Aujourd'hui, nous célébrons la mémoire des choses qui contribuèrent, ne serait-ce qu'une fois, à l'Incarnation. Lui qui est Dieu par nature, le Verbe et Fils de Dieu sans commencement et coéternel au Père transcendant, devient le Fils de l'homme, le Fils de la Toujours-Vierge. «Jésus Christ est le même hier, aujourd’hui, et éternellement» (Heb 13,8), immuable dans sa Divinité et irréprochable dans son Humanité, Lui seul, comme l'avait prédit le  prophète Isaïe, «ne commit point de violence et il n’y eut point de fraude dans sa Bouche.» (Is 53,9) Lui seul ne fut ni engendré dans l'iniquité, ni conçu dans le péché, contrairement à ce que dit le prophète David de lui-même et de chaque homme; (Ps 50,5) Même dans ce qu'Il assume, Il est parfaitement pur et n'a pas besoin de Se purifier. Mais pour nous, Il accepta purification, souffrance, mort et résurrection, afin qu'Il pût nous les transmettre.
Dieu est né de la sainte Vierge sans tache, ou pour mieux dire, de la très pure et toute sainte Vierge. Elle est au-dessus de toute souillure charnelle, et même de toute pensée impure. Sa conception n'était pas l'effet de la concupiscence charnelle, mais du très saint Esprit, qui la couvrit de son ombre. Un tel désir lui étant complètement étranger, c'est par la prière et la promptitude spirituelle qu'elle déclara à l'ange : «Je suis la servante du Seigneur ; qu’il me soit fait selon ta parole» (Lc 1,38), et qu'elle conçut et enfanta.
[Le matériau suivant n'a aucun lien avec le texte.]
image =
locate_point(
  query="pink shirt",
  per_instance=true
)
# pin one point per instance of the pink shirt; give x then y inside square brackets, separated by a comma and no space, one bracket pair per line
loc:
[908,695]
Donc pour rendre la Vierge digne de ce but sublime, Dieu marqua cette Fille toujours-vierge que nous honorons maintenant, depuis avant les siècles, et depuis l'éternité, la choisissant parmi ses élus.
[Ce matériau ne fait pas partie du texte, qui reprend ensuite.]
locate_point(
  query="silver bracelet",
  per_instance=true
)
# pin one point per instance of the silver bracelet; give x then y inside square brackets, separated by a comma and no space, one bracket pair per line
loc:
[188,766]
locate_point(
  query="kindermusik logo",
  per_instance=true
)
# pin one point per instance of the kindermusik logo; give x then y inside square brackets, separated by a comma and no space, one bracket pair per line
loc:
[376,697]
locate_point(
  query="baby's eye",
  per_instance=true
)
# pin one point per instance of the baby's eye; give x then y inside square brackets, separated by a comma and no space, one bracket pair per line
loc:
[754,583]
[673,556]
Faites attention donc au moment où ce choix a commencé. Des fils d'Adam, Dieu choisit le merveilleux Seth, qui se montra un ciel vivant par son comportement seyant, et par la beauté de ses vertus. C'est pourquoi il fut choisi, et de lui, la Vierge s'épanouit comme un char divinement seyant à Dieu. Elle était requise pour enfanter et pour rassembler ceux de la terre pour la filiation céleste. Pour cette raison aussi, tout le lignage de Seth fut appelé «fils de Dieu», parce que de ce lignage un fils d'homme allait naître Fils de Dieu. Le nom Seth signifie surgissement ou  résurrection, ou, plus spécifiquement, il signifie le Seigneur qui promet et accorde la vie immortelle à tous ceux qui croient en Lui.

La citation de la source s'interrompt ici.